Interesting Facts about Sewer Lines

  • The average lifespan of a sewer line is 20-50 years.
  • Tree roots are a common cause of sewer line damage.
  • Sewer gas contains harmful gases such as methane and hydrogen sulfide.
  • Regular maintenance and cleaning can extend the life of sewer lines.
  • A video camera inspection can reveal issues that a physical inspection may miss.


  1. What if my home inspector doesn’t check sewer lines?

    • You can request an additional inspection from a licensed plumber or sewer line specialist.
  2. How often should I inspect my sewer lines?

    • Every 2-3 years for preventative maintenance, or more frequently if you notice plumbing issues.
  3. What are the signs of a damaged sewer line?
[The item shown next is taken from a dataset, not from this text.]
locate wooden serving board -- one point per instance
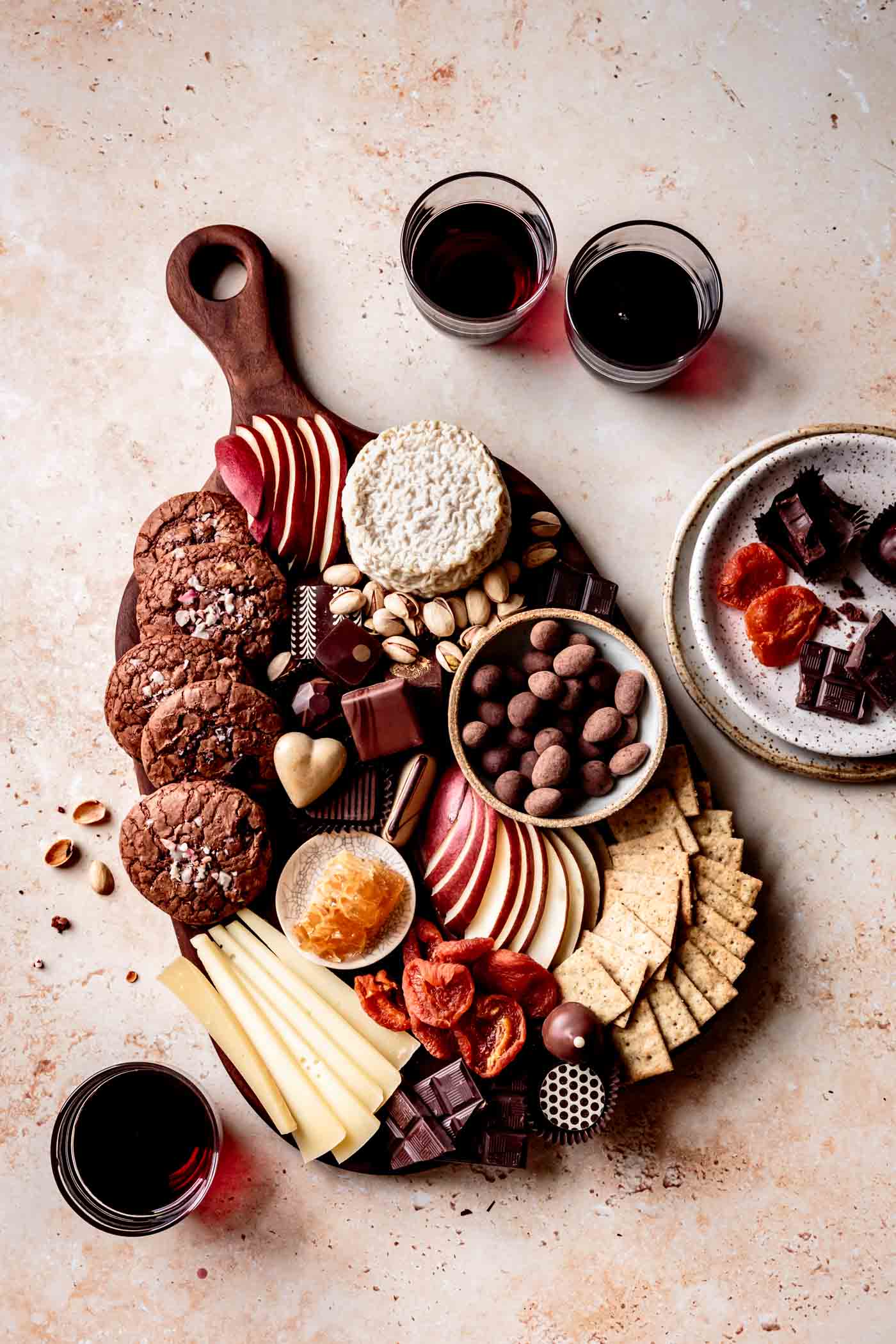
(253, 354)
    • Plumbing backups, foul odors, wet spots in the yard, and slow drainage.
  4. Can I inspect my sewer lines myself?

    • It’s not recommended without specialized equipment and training.
  5. What should I do if I find a problem with my sewer lines?

    • Contact a licensed plumber immediately to assess and repair the issue.
  6. What is the average cost of a sewer line repair?

    • Varies based on the type of repair and location, but typically ranges from $1,000 to $5,000.
  7. Can I prevent sewer line problems?

    • Avoid pouring grease or food down the drains, use drain covers, and have your sewer lines inspected regularly.
  8. What is a sewer line easement?

    • A legal agreement that gives a municipality or utility company access to the sewer lines on your property for maintenance and repairs.
  9. What is a sewer backflow preventer?

    • A device that prevents sewage from flowing back into your home.
  10. Can sewer line problems affect my insurance?

    • Homeowners insurance typically covers damages caused by sewer line problems, but it’s important to check your policy for specific exclusions.


While sewer lines are not routinely inspected during home inspections, they play a critical role in a home’s plumbing system. Home inspectors may recommend further evaluation in certain situations, and buyers can request additional inspections for peace of mind. Understanding the importance of sewer lines and potential problems can help homeowners make informed decisions about maintaining their properties and protecting their investments.